Massachusetts Medical Society: Medication Storage

Medication Storage

MMS Smart and Safe

Smart Scripts Medication Storage

Most people who abuse prescription drugs get them from friends and family. You can play a big role in keeping powerful medicines out of the hands of those shouldn’t have them.

Make sure the people in your life don’t have access to your medicine by following these steps.

Step 1: Monitor

Start by taking note of how many pills are in each of your prescription bottles or pill packets.

Keep track of your refills. This goes for your own medicine, as well as for other members of the household. If you find you need to refill your medicine more often than expected, that could indicate a problem.

If your teen has been prescribed a medicine, be sure you control the medicine, and monitor dosages and refills. You need to be especially vigilant with medicine that are known to be addictive and commonly abused by teens.

Make sure your friends and relatives — especially grandparents — are also aware of the risks. Encourage them to regularly monitor their own medicines.

If there are other households your teen has access to, talk to those families as well about the importance of monitoring and safeguarding their medications.

Step 2: Secure

Approach securing your prescriptions the same way you would other valuables in your home, like jewelry or cash. There’s no shame in helping protect those items and the same holds true for your medicine.

Take prescription medicine out of the medicine cabinet and secure them in a place only you know about.

If possible, keep all medicines, both prescription and over-the-counter, in a safe place, such as a locked cabinet.

Tell relatives, especially grandparents, to lock their medicine or keep them in a safe place.

Talk to the parents of your teenager’s friends. Encourage them to secure their prescriptions as well.

Step 3: Dispose

Take an inventory of all of the medicine in your home. Discard expired or unused medicine – both prescriptions and over the counter medicines.

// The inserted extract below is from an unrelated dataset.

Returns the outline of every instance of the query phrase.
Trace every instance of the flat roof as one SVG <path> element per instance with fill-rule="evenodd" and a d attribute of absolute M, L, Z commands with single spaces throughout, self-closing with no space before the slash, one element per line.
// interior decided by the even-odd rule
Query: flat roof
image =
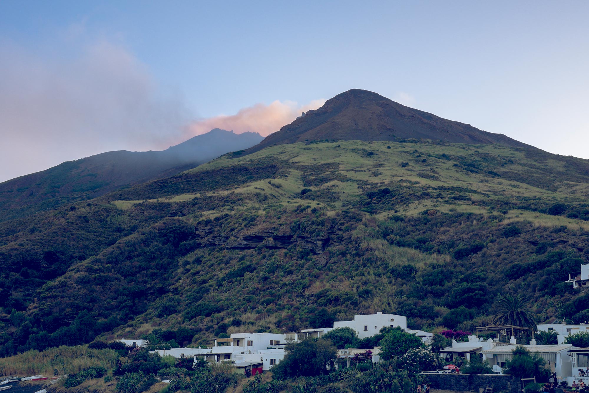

Some people will try to retrieve discarded prescription medicine from the trash. To help prevent this from happening, mix the medicine with an undesirable substance, such as used coffee grounds or kitty litter. Put the mixture into an empty can or bag and discard.

Unless the directions on the packaging say otherwise, do not flush medicine down the drain or toilet.

Remove any personal, identifiable information from prescription bottles or pill packages before you throw them away. This protects your family’s privacy, and prevents unauthorized refills.